Hoping this is even possible.

 

Essentially I have a table with several numeric customer data fields (eg credit score, income, age etc) and looking to layer any combination of two fields in order to create a population which accounts for at least 5% of the table.

 

For example customers with an age of less than 30 and an income of less than 25000 may account for - say - 3.5% of the table. My task is to therefore find a "sweet spot" of the two fields combined that would give me 5% of the table instead of 3.5%. So, perhaps age of less then 34 and income of less than 26000.

 

Question therefore is, how do I (evenly, if possible) scroll through each field and find that 5% sweet spot.

 

Any help hugely appreciated.

 

 

5 REPLIES 5
Ksharp
Super User
/*
If these  two fields are numeric type,
You could try branks() function in SAS/IML.
*/
data have;
 set sashelp.heart(obs=100);
 keep weight height;
run;



proc iml;
use have;
read all var _all_ into x[c=vname];
close;
rank=branks(x)[,3];
create rank var {rank};
append ;
close;
quit;
data temp;
 merge have rank;
run;
proc rank data=temp out=want groups=20;
var rank;
ranks group;
run;
proc sort data=want;by group;run;
data want;
 set want;
 flag=ifn(group=0,0,1);
run;

proc freq data=want;
 table flag/missing;
run;
Oligolas
Barite | Level 11

This is just so sadly wrong that it is almost funny.

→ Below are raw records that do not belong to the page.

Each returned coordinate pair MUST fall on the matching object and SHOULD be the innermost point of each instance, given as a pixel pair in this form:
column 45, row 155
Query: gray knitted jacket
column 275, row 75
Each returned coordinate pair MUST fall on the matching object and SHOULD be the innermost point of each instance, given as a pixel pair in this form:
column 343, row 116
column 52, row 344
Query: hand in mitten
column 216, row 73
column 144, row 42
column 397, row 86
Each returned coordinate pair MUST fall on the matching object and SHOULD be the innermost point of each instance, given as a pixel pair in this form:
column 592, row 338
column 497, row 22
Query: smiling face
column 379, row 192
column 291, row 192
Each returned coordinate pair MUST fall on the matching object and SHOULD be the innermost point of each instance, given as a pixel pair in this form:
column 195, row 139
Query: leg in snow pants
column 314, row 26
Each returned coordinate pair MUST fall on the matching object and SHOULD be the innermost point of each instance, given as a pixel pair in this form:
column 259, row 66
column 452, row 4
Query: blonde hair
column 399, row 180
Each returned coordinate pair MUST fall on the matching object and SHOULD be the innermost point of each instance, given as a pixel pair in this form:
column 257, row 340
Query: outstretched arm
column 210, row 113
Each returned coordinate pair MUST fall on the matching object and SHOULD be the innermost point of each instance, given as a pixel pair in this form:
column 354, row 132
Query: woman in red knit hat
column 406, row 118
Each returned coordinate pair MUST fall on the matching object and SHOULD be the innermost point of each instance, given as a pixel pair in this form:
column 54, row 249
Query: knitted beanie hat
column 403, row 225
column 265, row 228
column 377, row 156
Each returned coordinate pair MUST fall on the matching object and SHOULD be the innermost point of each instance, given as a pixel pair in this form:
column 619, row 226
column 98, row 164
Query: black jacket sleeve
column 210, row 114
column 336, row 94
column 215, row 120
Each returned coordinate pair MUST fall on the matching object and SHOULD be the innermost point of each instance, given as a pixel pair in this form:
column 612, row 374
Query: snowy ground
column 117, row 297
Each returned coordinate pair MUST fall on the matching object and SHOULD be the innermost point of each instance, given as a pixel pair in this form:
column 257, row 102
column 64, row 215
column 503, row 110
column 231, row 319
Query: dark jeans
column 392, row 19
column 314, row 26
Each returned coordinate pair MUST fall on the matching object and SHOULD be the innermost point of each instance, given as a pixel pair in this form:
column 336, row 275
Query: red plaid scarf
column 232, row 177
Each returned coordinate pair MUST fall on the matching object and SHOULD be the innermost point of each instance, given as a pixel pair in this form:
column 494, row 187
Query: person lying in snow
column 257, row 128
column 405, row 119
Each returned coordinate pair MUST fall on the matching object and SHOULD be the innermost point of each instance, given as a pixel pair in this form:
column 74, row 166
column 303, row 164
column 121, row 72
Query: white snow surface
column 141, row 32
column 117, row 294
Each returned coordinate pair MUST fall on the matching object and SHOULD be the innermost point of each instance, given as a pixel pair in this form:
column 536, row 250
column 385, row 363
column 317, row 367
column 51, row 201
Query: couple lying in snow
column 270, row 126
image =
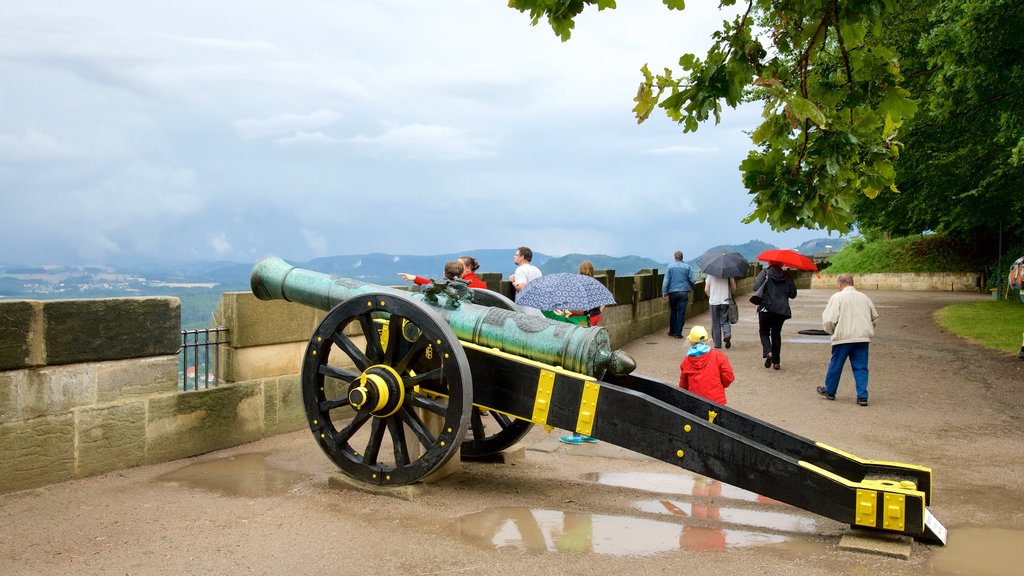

Without any other restriction you'll ALWAYS find 5% of records matching var1<x AND var2<y

Let's say 5% of records are 21 observations

order your dataset by var2

Set var1 to max of var1

count 21 observations and 

Tadaaa you've got the result where var2 = value of var2 at obs 21+1

 

what bothers me is that you're trying to find a subgroup that reaches a significance level and that's just so wrong that it's difficult to know where to begin

 

Take sashelp.cars

one of the conditions you're looking for can be found at 

where msrp LT $192,465 AND invoice LT$12,830

you get 21 obs that represent 5% of the 428 records in sashelp.cars

 

and that's just one of the results...

 

 

________________________

- Cheers -

FreelanceReinh
Jade | Level 19

Hello @DaveKerr and welcome to the SAS Support Communities!

 

In general, with two numeric variables (e.g., age and income) you will get a convex curve of eligible pairs of values (see PROC SGPLOT step in the code example below). So you'll need to define some sort of optimality criterion to determine the "optimal" point of the curve, e.g., minimize an objective function. Unless you have advanced tools (such as SAS/OR) available, you may need to categorize one of the two variables. Then you could obtain the relevant cutoff value for the other variable in each of the cumulative categories. In the case of age (assuming integer values, say, 18, 19, 20, ...), using the individual age values (as cutoffs) should be feasible. So you would determine the cutoff value for income in each of the groups age=18, age<=19, age<=20 and so on, i.e., the income X(age) such that the subset "income<=X(age)" in the respective group just comprises 5% of the entire dataset (which might exclude a few young age groups due to their size). Finally, apply the optimality criterion to those pairs of age and income cutoff values.

 

Below is an example. For simplicity I assume non-missing values for the relevant numeric variables (AGE and INCOME). In the presence of missing values you would need to exclude affected observations (since otherwise a condition such as age<=20 would also select observations with a missing age value).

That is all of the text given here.